Overall, it emerges clearly that more women than men are sufferers, but that far more men are getting treatment.
Shahabuddin Ahmad, a Bangladeshi social worker, recounts a conversation between a local doctor and a poor farmer, the father of an 11 year old boy: `The doctor told him the boy was dying, but if the family put him into hospital he might live. The father refused and the doctor became furious. "You people. Life means nothing to you. You're inhuman!" But the father replied, "I have four other children. For one to go to hospital, they must all go without food. Perhaps we still could not pay, and probably the boy will still die." What could he do? Yet the doctor did not understand the poverty of the family.'
In most Third World countries, the main source of care and health for the millions who are mentally disabled is - and will continue to be - the family and the community. Fortunately, most rural societies are much more tolerant than industrialised communities, of odd or eccentric behaviour, especially among the very young or the very old. And they will normally try to care for the sufferer in the family as long as is possible.
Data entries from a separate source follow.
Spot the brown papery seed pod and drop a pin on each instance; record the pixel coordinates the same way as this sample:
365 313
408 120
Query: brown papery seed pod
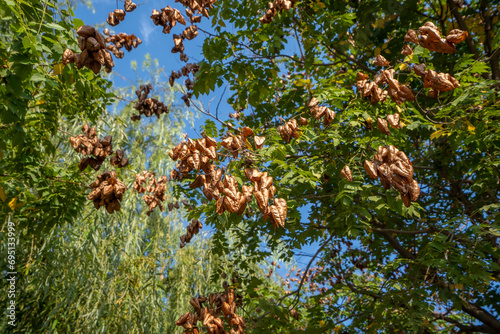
129 6
112 20
370 169
381 61
120 14
382 126
259 142
85 31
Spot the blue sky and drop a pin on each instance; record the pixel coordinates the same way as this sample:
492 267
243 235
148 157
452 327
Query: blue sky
159 46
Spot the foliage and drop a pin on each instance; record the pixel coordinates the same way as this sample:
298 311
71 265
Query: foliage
433 266
377 265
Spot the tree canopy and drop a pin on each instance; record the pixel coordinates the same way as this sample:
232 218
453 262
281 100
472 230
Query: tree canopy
367 130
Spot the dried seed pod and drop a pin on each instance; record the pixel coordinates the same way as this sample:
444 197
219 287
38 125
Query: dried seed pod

And the true measure of the success of mental health programmes is how effectively they supplement the family's care - by identification of disability, by drugs, by counselling, and by the teaching of simple, low-cost treatment. Another yardstick is the degree to which they reach women, children and disadvantaged groups. And a third essential criterion is cost - how cheaply can it be done, how can the maximum number of people take advantage of any service which can be provided.
Unlike smallpox, mental illness can never be eradicated. But recognition of the incidence and severity of the problem - and its effects on the quality of human life and on every other aspect of the development effort - is long overdue.